In this past year of activism both in favor of and against Senate Bill 11, a law permitting concealed carry of firearms on public campuses, the recent anti-campus carry movement Cocks Not Glocks distinguished itself by the way of its highly unconventional efforts.

Shedding the traditional approach of impassioned speeches and a commitment to stern composure, the Cocks Not Glocks movement is a brazen work of satire. The protesters wholeheartedly embrace its absurdity, donning sex toys as the icon of their movement and adopting slogans such as “you’re packin’ heat, I’m packin’ meat.”  

Yet the Cocks Not Glocks organizers’ choice to create a satirical protest movement was a highly strategic one and one that will benefit their cause long-term.

Ethan Thompson, associate communications professor at A&M Corpus Christi, states that satire challenges establishment ways of thinking, often by combining serious topics with crass or taboo mediums for discussion.    

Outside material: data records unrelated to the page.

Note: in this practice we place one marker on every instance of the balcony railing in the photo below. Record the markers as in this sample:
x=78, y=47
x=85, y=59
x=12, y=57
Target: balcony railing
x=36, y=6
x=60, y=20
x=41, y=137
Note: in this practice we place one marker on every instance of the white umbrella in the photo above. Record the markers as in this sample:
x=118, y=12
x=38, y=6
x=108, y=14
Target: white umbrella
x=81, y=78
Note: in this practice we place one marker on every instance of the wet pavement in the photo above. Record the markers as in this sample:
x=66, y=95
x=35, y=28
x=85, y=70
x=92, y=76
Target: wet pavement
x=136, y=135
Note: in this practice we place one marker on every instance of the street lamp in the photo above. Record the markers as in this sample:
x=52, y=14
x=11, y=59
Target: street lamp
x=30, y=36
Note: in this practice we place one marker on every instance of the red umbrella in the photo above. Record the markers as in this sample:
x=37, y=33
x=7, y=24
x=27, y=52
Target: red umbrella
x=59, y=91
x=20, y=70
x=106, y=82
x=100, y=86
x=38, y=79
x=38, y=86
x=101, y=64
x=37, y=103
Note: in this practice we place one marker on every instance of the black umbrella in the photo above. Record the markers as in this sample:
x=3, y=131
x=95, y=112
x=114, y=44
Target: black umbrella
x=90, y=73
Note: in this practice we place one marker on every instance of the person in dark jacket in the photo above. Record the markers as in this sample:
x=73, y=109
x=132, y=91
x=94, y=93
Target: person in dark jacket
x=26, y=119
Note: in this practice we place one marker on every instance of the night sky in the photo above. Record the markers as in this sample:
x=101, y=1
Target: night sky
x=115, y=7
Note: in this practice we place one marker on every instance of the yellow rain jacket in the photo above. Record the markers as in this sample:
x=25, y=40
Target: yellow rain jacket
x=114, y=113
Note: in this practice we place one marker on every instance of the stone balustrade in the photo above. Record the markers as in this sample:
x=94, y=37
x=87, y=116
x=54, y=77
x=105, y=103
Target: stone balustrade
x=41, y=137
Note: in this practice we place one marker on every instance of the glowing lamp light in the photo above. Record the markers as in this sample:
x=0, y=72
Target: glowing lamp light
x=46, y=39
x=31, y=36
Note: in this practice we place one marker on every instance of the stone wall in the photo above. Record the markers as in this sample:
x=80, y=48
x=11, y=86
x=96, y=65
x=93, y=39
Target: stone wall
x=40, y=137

Through satire, participants “engage with multiple discourses from a variety of political perspectives while undermining the legitimacy of those discourses,” Thompson writes.

Both pro- and anti-campus carry groups have no shortage of talking points and studies to promote their views, but satire is a tool traditionally reserved for those out of power — in this case, students with little political access. The pro-campus carry wing, whose platform is institutionalized in the status quo, has little use for deriding its own establishment.

Cocks Not Glocks, while not a replacement for traditional political organizing, has already proven itself valuable to the anti-campus carry movement in tangible ways. According to the group’s Twitter page, the event also registered over 400 individuals to vote, providing people otherwise indifferent with access to the ballot.   

Mia Carter, associate English professor and plaintiff in the recent lawsuit regarding campus carry, wrote in an email that Cocks Not Glocks has also dealt a blow to the oft-repeated argument of the “good guy with a gun.”

“Those of us on campus that are protesting … know that there are responsible, mature and well-trained gun owners,” Carter wrote. “There are also terrifying extremists. The Cocks Not Glocks’ activists have posted the hate mail they have received … exposing the extremists at great risk to their own well-being.”   

Most potently, the protest engaged students who otherwise would not have attended a traditional political protest and exposed them to the activities of like-minded organizations, such as Gun Free UT and Students Against Campus Carry. As described in the commitment model developed by psychologist Charles Kiesler, even small actions taken by individuals of their own free will — say, showing up to a gathering and getting a free phallic souvenir — creates an obligation for individuals to continue working towards an overarching goal.

In this case, the goal, says Cocks Not Glocks organizer Kailey Moore, is to create a venue for UT to opt out of campus carry. In the meantime, the organizers hope to capitalize on the momentum of the protest.